In [1]:
import pandas as pd
import json
import pickle
import re
import string

from nltk.corpus import stopwords       
from nltk.stem import WordNetLemmatizer 
from sklearn.feature_extraction.text import CountVectorizer
from sklearn.feature_extraction.text import TfidfVectorizer

## Load data into dataframes

In [2]:
def load_tweets(type_of_data):
    """
    Read in a JSON file based on whether it is from the users' timeline, favorites, or
    is profile information (timelines, favorites, or profiles).
    ---
    :param type_of_data: String representing the type of data to load.
    :return: Pandas dataframe of the data that was pulled from the Twitter API.
    """

    nums = [20, 100, 234]
    dataframes = []

    for file in [f'{type_of_data}_' + str(num) + '.json' for num in nums]:
        # load in the file as a list of dictionaries
        with open(file) as f:
            data = json.load(f)

        # flatten the data
        flat_data = [item for sublist in data for item in sublist]

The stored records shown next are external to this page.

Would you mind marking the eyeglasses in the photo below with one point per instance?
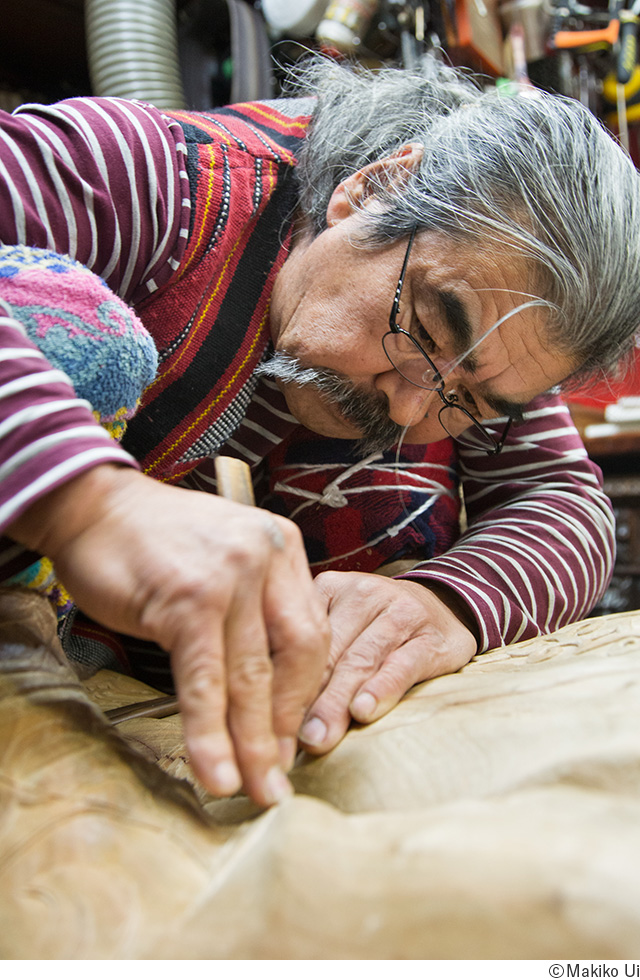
(401, 347)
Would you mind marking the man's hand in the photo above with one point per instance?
(224, 588)
(387, 635)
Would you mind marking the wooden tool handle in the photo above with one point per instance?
(234, 480)
(234, 483)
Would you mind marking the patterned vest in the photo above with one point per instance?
(211, 322)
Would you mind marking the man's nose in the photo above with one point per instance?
(407, 403)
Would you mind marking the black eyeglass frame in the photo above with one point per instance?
(438, 381)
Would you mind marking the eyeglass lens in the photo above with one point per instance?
(401, 349)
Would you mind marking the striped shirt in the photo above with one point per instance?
(106, 182)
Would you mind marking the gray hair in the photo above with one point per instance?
(532, 171)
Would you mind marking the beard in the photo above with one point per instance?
(368, 412)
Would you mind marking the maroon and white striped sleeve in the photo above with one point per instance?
(101, 180)
(104, 181)
(540, 544)
(47, 434)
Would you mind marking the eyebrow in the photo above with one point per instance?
(459, 326)
(504, 406)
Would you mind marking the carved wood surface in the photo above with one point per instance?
(494, 813)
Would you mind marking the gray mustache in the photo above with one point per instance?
(368, 412)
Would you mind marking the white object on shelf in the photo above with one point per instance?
(296, 18)
(626, 409)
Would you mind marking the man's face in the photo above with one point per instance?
(330, 310)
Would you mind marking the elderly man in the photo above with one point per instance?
(366, 296)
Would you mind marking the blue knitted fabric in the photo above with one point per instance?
(85, 330)
(82, 328)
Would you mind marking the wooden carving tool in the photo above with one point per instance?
(234, 483)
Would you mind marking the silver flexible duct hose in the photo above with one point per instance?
(132, 48)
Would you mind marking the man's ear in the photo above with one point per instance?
(355, 191)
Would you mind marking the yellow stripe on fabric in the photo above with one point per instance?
(207, 207)
(283, 122)
(221, 394)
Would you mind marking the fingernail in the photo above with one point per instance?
(226, 778)
(276, 786)
(363, 706)
(288, 747)
(313, 732)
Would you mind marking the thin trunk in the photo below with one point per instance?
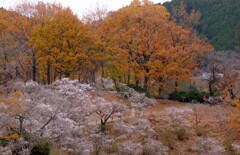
(102, 71)
(34, 69)
(145, 84)
(48, 74)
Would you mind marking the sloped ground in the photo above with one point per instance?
(143, 126)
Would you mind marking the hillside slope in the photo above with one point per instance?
(218, 22)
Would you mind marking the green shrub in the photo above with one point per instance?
(228, 145)
(181, 134)
(188, 96)
(167, 137)
(41, 148)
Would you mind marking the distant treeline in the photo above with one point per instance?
(220, 20)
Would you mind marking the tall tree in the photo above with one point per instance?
(153, 46)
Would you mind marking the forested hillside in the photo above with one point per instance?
(219, 20)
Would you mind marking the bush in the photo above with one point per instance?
(137, 88)
(3, 142)
(41, 148)
(181, 134)
(188, 96)
(228, 145)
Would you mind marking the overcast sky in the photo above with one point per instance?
(81, 6)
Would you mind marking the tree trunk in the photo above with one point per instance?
(34, 69)
(145, 86)
(48, 74)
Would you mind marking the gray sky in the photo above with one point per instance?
(81, 6)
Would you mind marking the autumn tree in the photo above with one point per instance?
(154, 49)
(62, 43)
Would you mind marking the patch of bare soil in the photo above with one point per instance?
(204, 122)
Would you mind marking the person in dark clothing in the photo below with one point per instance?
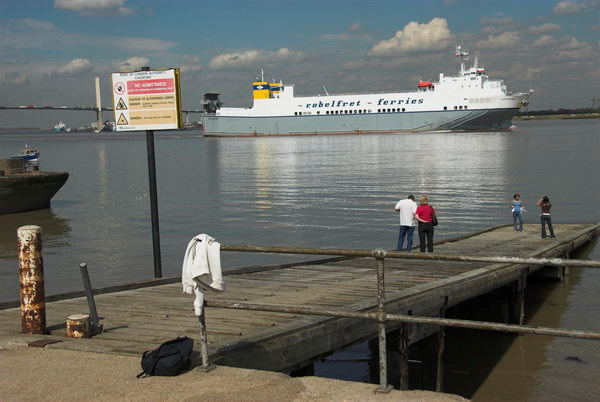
(424, 214)
(545, 205)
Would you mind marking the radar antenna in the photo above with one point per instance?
(464, 55)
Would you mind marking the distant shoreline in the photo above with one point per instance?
(566, 116)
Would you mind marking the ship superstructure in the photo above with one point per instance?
(469, 100)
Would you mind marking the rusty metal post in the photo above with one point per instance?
(31, 279)
(379, 255)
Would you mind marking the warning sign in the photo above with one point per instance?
(147, 100)
(121, 105)
(122, 120)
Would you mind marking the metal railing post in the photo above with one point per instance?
(206, 366)
(379, 255)
(87, 285)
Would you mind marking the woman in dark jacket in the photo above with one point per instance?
(544, 204)
(424, 214)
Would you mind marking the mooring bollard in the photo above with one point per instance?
(31, 279)
(78, 326)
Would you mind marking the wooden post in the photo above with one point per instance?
(98, 106)
(566, 269)
(516, 300)
(432, 356)
(404, 340)
(31, 279)
(78, 326)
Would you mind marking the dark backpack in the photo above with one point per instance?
(170, 358)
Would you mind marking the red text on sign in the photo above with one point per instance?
(158, 86)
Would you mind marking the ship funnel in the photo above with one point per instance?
(211, 102)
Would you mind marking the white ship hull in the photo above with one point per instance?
(374, 123)
(468, 101)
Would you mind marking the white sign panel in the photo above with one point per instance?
(146, 100)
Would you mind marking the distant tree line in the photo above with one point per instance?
(556, 112)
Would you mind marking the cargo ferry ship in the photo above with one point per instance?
(464, 102)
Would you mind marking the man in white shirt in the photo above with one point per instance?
(407, 208)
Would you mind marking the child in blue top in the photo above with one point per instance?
(518, 207)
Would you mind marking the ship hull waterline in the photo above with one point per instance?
(368, 123)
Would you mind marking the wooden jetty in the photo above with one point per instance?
(138, 317)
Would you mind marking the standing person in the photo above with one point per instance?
(407, 209)
(424, 215)
(517, 208)
(544, 204)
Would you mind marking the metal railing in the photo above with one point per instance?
(380, 315)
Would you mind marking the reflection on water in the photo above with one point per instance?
(320, 191)
(55, 233)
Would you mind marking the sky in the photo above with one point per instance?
(51, 50)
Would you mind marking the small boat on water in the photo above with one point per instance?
(28, 154)
(60, 126)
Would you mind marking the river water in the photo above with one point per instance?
(329, 191)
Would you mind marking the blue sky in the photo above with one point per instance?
(50, 51)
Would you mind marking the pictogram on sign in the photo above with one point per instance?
(147, 100)
(119, 88)
(122, 120)
(121, 105)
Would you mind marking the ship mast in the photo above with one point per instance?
(464, 55)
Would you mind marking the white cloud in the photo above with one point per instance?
(354, 27)
(141, 44)
(190, 64)
(568, 7)
(544, 28)
(254, 57)
(415, 37)
(132, 63)
(75, 66)
(94, 7)
(502, 41)
(36, 25)
(497, 20)
(573, 44)
(545, 41)
(15, 78)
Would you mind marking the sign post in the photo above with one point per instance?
(148, 100)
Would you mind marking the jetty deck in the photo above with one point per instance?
(139, 319)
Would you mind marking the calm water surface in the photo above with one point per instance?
(329, 191)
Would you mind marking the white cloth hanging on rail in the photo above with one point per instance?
(202, 269)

        # create dataframe from flattened list
        df = pd.DataFrame(flat_data)

        # append to list
        dataframes.append(df)
        
    full_df = pd.concat(dataframes)
    full_df.reset_index(inplace=True, drop=True)

    return full_df

In [3]:
timelines = load_tweets('timelines')
favorites = load_tweets('favorites')

FileNotFoundError: [Errno 2] No such file or directory: 'timelines_20.json'

In [None]:
def load_profiles(type_of_data):
    """
    Read in a JSON file based on whether it is from the users' timeline, favorites, or
    is profile information (timelines, favorites, or profiles).
    ---
    :param type_of_data: String representing the type of data to load.
    :return: Pandas dataframe of the data that was pulled from the Twitter API.
    """

    nums = [20, 100, 234]
    dataframes = []

    for file_name in [f'{type_of_data}_' + str(num) + '.json' for num in nums]:
        # create dataframe from json file
        df = pd.read_json(file_name)

        # append to list
        dataframes.append(df)
        
    full_df = pd.concat(dataframes)
    full_df.reset_index(inplace=True, drop=True)

    return full_df

In [None]:
profiles = load_profiles('profiles')

In [None]:
# export original dataframes to pickle files
timelines.to_pickle('timelines.pkl')
favorites.to_pickle('favorites.pkl')
profiles.to_pickle('profiles.pkl')

## Clean text for both timelines and favorites

In [None]:
favorites.head()

In [None]:
def clean_text_one(docs):
    """
    Cleans tweet text so that it is in a form suitable for topic modeling.
    ---
    :param docs: Series of documents to be processed. 
    :return: Series of processed texts.
    """

    # remove URLs and hyperlinks
    text_nourl = lambda x: re.sub('http[s]?://(?:[a-zA-Z]|[0-9]|[$-_@.&+#]|[!*\(\),]|'\
                       '(?:%[0-9a-fA-F][0-9a-fA-F]))+', '', x)
    
    # remove @ names
    text_noname = lambda x: re.sub('(@[A-Za-z0-9_]+)', '', x)
    
    # remove hashtags
    text_nohash = lambda x: re.sub('(#[A-Za-z0-9_]+)', '', x)
    
    # remove numbers
    text_nonum = lambda x: re.sub(r'\d+', '', x)
    
    # remove the new line character
    text_nonewline = lambda x: re.sub('\n', '', x)
    
    # remove punctuation
    text_nopunct = lambda x: ''.join([char for char in x if char not in string.punctuation])
    
    # convert all letters to lowercase
    text_lower = lambda x: x.lower()
    
    # substitute multiple spaces with single space
    text_nospaces = lambda x: re.sub(r'\s+', ' ', x, flags=re.I)
    
    # remove all single characters
    text_single = lambda x: re.sub(r'\s+[a-zA-Z]\s+', ' ', x)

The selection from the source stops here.